Le village des chats
Il était une fois, dans un petit village de Gascogne, deux gentils paysans, Vincent et Mariette. Vincent était bûcheron, et Mariette l’accompagnait souvent dans la forêt pour faire les fagots. Certes, ils travaillaient très dur, mais ma foi, leur table était finalement bien garnie, avec leurs quelques poules, le cochon qu’on tuait tous les ans, les légumes du potager et les fruits du jardin. Ces deux-là étaient mariés depuis trois ans, lorsque Mariette mit au monde une très jolie petite fille, qu’ils appelèrent Angéline.
Hélas, hélas, les histoires d’amour finissent mal. Un jour Vincent mourut, écrasé par un arbre qu’il était en train de couper. Et Mariette, inconsolable, se laissa mourir de chagrin. Deux mois plus tard, une de ses voisines la trouva morte, tenant la petite Angéline dans ses bras.
Elle décida alors d’adopter le bébé, qu’elle éleva comme sa propre fille. Angéline grandit avec les autres enfants, et devint comme leur sœur. Et l’histoire raconte que la petite Angéline aimait beaucoup les chats. Où qu’elle aille, il y en avait toujours deux ou trois autour d’elle. La nuit, ils dormaient avec elle dans son lit. Elle partageait même souvent son écuelle avec eux.
Les années passèrent. Angéline devenait une belle jeune fille. Elle aidait ses parents aux champs, et elle était toujours accompagnée de ses chats.

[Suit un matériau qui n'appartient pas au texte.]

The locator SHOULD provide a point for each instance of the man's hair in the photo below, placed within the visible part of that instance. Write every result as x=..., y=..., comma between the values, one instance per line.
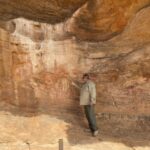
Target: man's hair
x=86, y=75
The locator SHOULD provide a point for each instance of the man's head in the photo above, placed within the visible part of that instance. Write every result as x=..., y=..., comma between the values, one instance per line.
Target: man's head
x=85, y=77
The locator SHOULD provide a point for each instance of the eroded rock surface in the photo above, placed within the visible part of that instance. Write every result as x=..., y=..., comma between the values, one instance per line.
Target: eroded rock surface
x=38, y=62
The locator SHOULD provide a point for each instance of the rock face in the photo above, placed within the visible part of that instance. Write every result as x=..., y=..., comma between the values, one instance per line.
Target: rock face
x=39, y=59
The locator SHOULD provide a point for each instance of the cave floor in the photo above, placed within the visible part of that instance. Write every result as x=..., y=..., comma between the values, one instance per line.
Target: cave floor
x=41, y=131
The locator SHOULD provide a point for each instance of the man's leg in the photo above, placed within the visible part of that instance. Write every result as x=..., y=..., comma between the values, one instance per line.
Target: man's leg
x=90, y=115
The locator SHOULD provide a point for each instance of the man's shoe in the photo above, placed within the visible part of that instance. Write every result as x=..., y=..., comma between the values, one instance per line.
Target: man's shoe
x=95, y=133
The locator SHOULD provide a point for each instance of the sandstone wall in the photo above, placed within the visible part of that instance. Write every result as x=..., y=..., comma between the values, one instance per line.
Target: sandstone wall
x=38, y=61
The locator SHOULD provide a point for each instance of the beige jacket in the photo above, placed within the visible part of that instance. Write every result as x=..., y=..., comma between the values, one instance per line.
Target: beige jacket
x=87, y=92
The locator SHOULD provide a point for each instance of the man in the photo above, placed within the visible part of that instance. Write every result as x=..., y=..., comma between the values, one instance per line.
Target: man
x=88, y=100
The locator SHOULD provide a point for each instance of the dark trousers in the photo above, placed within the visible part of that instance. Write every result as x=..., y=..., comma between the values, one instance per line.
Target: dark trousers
x=90, y=115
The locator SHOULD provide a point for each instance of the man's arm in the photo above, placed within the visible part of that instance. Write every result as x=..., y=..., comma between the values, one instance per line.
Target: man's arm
x=92, y=90
x=78, y=86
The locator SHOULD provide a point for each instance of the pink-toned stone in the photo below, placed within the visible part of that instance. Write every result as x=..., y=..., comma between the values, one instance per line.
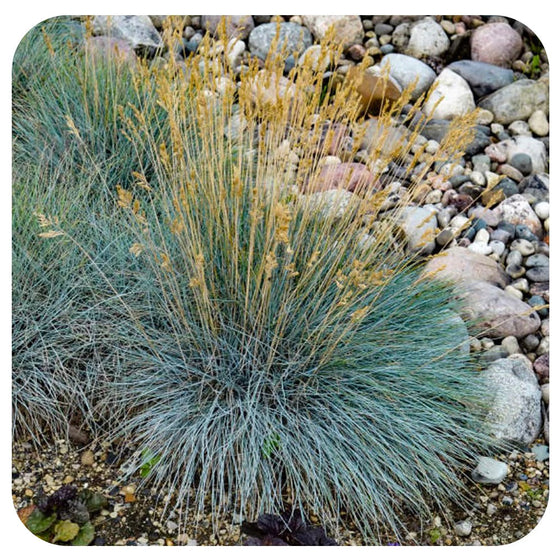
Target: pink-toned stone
x=460, y=265
x=353, y=177
x=517, y=210
x=496, y=43
x=541, y=367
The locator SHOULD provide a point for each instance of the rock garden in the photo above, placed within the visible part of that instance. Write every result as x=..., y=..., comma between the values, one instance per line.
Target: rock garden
x=280, y=280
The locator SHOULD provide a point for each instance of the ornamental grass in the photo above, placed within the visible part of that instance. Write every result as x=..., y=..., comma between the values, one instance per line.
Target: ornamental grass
x=266, y=340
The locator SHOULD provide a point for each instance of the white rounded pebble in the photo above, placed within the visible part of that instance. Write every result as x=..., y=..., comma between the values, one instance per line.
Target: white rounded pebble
x=521, y=284
x=482, y=236
x=480, y=248
x=490, y=471
x=525, y=247
x=463, y=528
x=538, y=123
x=432, y=146
x=478, y=178
x=511, y=345
x=513, y=292
x=458, y=222
x=484, y=116
x=519, y=128
x=498, y=247
x=542, y=209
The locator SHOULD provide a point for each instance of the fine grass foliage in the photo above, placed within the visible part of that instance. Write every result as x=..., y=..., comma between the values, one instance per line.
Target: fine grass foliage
x=274, y=341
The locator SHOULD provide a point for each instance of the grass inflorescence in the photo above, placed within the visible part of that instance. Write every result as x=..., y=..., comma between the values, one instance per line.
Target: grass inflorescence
x=270, y=340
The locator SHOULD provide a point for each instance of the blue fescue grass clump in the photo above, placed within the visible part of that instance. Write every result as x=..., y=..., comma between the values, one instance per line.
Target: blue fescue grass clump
x=270, y=350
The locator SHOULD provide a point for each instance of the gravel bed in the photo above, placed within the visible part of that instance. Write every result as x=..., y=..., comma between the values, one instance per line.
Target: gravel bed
x=497, y=514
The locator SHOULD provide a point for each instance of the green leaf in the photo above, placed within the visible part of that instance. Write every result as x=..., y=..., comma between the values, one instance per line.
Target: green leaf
x=65, y=531
x=38, y=522
x=85, y=535
x=94, y=501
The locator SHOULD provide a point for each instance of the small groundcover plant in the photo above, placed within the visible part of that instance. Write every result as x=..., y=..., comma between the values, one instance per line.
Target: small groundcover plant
x=284, y=350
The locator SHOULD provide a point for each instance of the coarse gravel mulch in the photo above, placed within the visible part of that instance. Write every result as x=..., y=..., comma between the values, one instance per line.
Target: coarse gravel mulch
x=499, y=514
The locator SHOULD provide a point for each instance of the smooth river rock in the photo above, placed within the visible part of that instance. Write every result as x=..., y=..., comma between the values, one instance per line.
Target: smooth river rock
x=515, y=414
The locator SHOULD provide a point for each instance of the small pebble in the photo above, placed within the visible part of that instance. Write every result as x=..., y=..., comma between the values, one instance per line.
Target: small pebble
x=538, y=123
x=87, y=458
x=542, y=209
x=463, y=528
x=525, y=247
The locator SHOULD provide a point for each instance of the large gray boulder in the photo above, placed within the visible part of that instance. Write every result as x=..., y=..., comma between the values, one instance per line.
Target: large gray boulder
x=137, y=31
x=515, y=414
x=517, y=101
x=348, y=30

Cette belle vie tranquille ne dura pas. Durant trois ans d’affilée, les hivers furent très rudes, le printemps et l’été furent si pluvieux que les récoltes furent inexistantes. Ce qui devait arriver arriva, une grande disette, malgré la distribution de nourriture par le bon seigneur du lieu, les villageois commencèrent à mourir de faim. Ils pensèrent alors aux chats, si nombreux dans le village, et décidèrent d’en faire de la gibelotte.

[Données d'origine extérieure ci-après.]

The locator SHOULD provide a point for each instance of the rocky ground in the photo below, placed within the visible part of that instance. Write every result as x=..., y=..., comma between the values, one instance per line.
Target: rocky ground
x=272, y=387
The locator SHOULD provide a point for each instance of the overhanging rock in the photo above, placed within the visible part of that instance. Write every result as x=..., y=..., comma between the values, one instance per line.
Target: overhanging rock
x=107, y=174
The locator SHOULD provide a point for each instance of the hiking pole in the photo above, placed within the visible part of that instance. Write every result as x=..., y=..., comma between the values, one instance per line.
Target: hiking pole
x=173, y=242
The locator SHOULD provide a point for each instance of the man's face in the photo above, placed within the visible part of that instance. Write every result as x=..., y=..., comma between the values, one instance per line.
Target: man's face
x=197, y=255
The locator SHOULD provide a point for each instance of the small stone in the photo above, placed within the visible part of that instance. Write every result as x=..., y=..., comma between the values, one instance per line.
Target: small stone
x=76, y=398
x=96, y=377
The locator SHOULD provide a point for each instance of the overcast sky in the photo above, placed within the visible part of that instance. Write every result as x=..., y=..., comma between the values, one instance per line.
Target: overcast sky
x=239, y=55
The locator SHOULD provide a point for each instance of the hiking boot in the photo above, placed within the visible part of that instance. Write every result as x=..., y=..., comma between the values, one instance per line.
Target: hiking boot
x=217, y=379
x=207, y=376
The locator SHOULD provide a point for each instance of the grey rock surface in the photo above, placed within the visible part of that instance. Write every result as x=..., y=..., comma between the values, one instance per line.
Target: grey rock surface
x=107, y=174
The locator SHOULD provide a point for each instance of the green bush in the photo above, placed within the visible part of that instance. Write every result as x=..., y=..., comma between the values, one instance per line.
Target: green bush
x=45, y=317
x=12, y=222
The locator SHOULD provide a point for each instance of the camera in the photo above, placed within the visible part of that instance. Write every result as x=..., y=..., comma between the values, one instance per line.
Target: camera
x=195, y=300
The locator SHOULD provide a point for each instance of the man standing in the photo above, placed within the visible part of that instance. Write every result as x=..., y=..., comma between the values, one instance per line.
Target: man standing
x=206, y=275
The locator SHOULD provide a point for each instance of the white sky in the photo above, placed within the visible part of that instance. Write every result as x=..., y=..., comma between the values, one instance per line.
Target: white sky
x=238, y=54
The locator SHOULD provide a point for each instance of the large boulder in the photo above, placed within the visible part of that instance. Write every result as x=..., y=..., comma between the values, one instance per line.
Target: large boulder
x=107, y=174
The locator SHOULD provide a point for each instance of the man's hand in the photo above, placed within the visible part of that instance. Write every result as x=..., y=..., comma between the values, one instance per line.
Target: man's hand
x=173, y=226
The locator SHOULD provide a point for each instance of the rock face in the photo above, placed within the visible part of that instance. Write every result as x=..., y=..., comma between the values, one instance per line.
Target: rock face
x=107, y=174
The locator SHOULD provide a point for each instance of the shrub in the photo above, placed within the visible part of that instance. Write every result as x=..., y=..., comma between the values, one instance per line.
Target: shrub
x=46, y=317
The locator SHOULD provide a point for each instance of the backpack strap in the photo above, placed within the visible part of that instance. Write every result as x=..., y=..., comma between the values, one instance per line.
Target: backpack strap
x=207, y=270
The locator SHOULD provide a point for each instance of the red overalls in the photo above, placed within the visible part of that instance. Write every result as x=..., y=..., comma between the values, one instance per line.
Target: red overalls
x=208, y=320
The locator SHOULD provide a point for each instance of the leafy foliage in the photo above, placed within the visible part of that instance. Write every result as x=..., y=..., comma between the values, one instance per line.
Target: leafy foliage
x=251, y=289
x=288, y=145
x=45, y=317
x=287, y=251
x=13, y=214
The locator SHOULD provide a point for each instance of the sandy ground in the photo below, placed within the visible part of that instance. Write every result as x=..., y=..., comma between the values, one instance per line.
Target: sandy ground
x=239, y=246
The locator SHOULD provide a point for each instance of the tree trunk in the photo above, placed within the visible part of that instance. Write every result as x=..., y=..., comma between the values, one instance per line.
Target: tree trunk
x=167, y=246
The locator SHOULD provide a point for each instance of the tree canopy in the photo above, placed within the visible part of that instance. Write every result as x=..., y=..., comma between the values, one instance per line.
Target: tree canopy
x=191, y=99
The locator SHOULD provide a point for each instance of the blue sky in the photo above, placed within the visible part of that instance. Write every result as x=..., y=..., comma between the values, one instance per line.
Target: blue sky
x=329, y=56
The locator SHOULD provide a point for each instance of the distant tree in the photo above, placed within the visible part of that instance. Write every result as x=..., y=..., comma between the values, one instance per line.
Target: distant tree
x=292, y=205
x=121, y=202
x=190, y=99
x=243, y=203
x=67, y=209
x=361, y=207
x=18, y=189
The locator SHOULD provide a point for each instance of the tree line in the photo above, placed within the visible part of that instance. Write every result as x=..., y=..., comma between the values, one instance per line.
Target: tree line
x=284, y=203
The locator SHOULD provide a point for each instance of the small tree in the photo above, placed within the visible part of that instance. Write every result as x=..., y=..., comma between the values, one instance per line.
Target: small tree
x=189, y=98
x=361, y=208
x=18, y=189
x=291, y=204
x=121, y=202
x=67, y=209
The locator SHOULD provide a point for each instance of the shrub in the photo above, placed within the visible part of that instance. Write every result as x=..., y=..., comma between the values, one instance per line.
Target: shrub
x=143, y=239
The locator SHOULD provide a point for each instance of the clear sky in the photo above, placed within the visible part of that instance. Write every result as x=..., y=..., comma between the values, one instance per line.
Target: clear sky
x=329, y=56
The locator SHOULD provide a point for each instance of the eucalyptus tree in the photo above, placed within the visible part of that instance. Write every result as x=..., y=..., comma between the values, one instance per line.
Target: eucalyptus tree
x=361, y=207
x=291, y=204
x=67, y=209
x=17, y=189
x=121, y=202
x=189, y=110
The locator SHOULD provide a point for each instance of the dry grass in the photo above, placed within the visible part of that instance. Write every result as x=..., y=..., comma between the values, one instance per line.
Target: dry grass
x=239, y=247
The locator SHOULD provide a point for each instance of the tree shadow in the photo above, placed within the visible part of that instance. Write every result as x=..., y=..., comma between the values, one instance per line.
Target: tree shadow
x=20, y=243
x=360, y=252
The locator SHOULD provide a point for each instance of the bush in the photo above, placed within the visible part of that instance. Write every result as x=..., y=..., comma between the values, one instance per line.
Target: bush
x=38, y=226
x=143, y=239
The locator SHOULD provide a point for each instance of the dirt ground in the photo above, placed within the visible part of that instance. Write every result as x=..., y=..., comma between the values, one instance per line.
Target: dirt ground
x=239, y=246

Les parents d’Angéline, sachant combien elle aimait les siens, acceptèrent qu’elle garde un chat et une chatte, à condition de bien les cacher, car les voisins affamés ne songeaient qu’à leur tordre le cou. Angéline enfermait donc tout le jour ses deux minous dans le grenier, et ne les laissait sortir que la nuit, pour chasser. Mais la famine s’accentuait et beaucoup de villageois mouraient. Angéline et ses parents arrivèrent péniblement à subsister, en récoltant des racines dans les bois, quelquefois des champignons, piètre pitance. Très amoindris, ils purent néanmoins surmonter cette triste période et des temps plus cléments permirent enfin de récolter de quoi vivre.

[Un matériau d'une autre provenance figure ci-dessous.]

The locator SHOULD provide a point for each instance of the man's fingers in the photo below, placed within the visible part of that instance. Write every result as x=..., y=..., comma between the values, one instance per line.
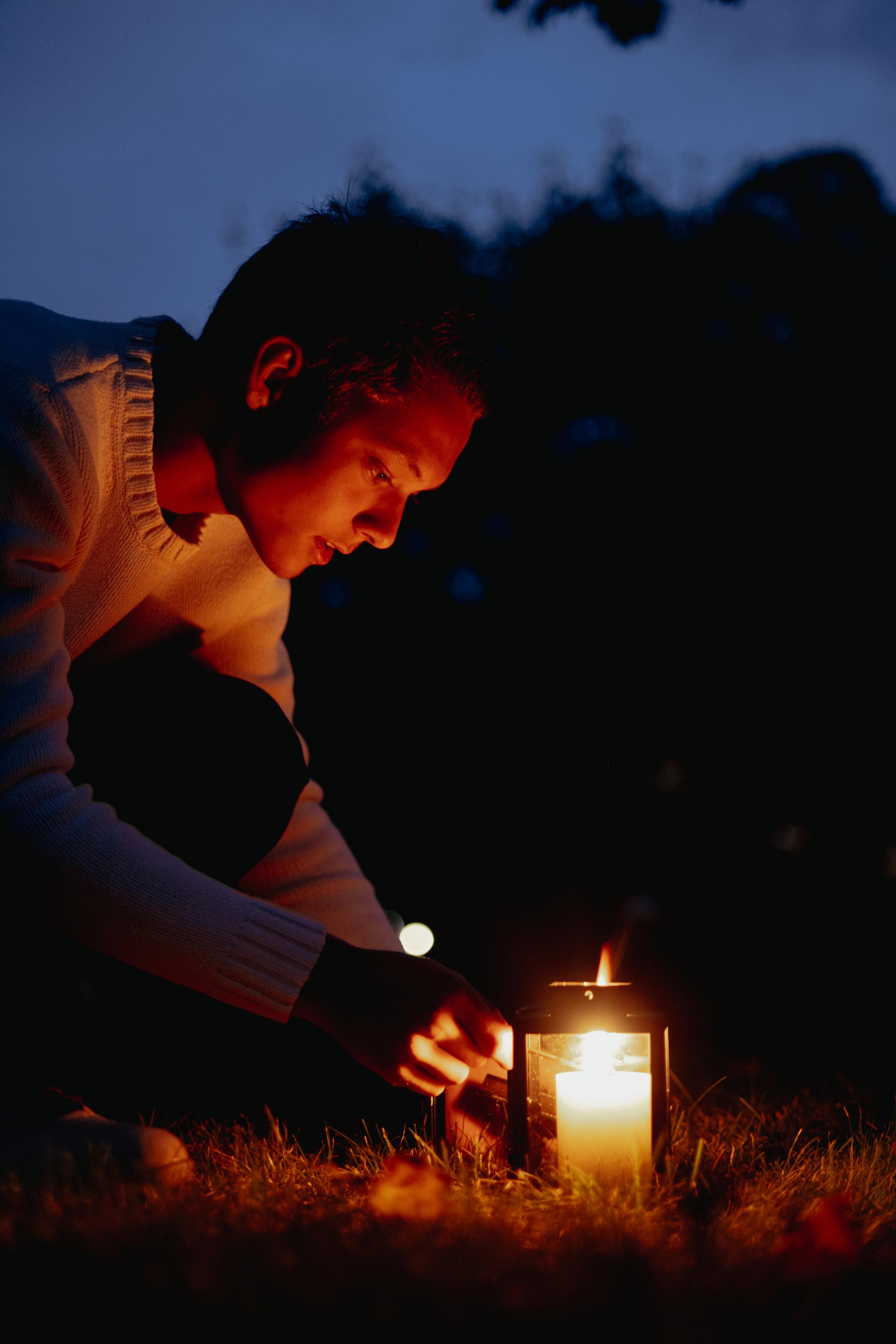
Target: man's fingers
x=488, y=1030
x=442, y=1063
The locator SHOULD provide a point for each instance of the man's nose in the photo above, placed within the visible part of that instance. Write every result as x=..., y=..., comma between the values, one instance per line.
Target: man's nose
x=381, y=527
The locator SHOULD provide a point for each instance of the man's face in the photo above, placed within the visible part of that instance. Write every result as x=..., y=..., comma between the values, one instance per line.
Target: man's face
x=352, y=484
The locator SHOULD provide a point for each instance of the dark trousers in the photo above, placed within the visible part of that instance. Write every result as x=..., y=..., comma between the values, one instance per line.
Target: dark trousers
x=207, y=767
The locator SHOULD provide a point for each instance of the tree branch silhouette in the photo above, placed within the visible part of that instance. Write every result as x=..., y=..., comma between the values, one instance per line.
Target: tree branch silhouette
x=625, y=21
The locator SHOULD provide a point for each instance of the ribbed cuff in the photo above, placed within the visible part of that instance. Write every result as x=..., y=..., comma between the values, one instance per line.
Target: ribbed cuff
x=271, y=959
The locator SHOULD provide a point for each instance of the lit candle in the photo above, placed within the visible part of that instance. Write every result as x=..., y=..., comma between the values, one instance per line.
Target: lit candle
x=604, y=1115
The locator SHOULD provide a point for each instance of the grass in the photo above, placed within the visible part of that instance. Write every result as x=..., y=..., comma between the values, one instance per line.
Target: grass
x=774, y=1220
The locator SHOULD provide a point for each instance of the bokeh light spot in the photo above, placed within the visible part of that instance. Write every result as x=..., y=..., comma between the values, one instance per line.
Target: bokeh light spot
x=417, y=940
x=465, y=586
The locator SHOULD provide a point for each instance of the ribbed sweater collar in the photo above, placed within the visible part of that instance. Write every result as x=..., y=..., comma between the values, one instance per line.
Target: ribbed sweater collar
x=139, y=480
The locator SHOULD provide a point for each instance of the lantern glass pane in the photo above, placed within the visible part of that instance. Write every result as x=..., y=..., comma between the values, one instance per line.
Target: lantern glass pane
x=565, y=1053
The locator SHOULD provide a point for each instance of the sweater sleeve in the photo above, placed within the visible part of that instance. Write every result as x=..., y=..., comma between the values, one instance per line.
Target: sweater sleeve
x=81, y=870
x=311, y=871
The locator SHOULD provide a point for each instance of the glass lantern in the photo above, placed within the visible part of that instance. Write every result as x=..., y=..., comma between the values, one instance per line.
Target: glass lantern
x=590, y=1084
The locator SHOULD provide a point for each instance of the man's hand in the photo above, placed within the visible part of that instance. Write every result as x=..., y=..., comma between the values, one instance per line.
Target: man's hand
x=411, y=1021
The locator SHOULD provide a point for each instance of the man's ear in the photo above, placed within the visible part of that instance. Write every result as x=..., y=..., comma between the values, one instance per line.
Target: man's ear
x=277, y=362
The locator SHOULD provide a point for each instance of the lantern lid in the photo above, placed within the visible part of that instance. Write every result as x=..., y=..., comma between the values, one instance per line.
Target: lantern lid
x=579, y=1006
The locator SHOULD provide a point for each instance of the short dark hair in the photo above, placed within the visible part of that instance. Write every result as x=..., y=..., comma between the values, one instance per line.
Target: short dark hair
x=378, y=301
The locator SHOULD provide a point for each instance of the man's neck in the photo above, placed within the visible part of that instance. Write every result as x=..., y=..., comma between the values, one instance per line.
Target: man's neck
x=183, y=465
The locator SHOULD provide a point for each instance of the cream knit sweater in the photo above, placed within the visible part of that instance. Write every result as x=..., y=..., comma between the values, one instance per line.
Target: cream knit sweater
x=88, y=562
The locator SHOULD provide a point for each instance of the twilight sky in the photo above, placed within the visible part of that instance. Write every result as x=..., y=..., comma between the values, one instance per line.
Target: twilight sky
x=146, y=150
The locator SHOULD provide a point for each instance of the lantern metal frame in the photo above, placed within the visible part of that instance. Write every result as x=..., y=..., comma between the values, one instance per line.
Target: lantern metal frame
x=577, y=1009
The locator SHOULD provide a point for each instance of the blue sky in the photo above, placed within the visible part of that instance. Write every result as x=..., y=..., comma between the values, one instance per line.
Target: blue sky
x=146, y=150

Mais dans le village, tous les chats avaient été mangés. Les beaux jours étant revenus, les greniers étaient à nouveau pleins, et les rats avaient proliféré au point de menacer les récoltes. Angéline, avec des précautions infinies, avait pu cacher ses chats et en trois ans, bien sûr, ils avaient eu plusieurs portées. C’était une vingtaine de chatons qui s’ébattaient joyeusement dans le grenier. Heureusement, la maison était isolée.
Les villageois se lamentaient devant les ravages causés par les rats. Angéline leur annonça alors qu’elle allait lâcher une vingtaine de chatons, et que les habitants pourraient les adopter. Du coup, tous les rats disparurent, et c’est ainsi qu’Angéline sauva son village d’un nouveau fléau.
La légende dit aussi que le visage d’Angéline, au fil des ans, ressembla de plus en plus à celui un chat, au point que ses oreilles se transformèrent en oreilles de chat.
C’est en écoutant une grand-mère raconter à ses petits enfants la légende des chats d’Angéline, qu’un sculpteur Orléanais aujourd’hui décédé, Maurice Serreau, eut l’idée de la faire revivre en déposant des sculptures de chats autour de la place.
Le village s’appelle La Romieu, dans le Gers. Il va de soi qu’aujourd’hui comme hier, les chats y sont les bienvenus…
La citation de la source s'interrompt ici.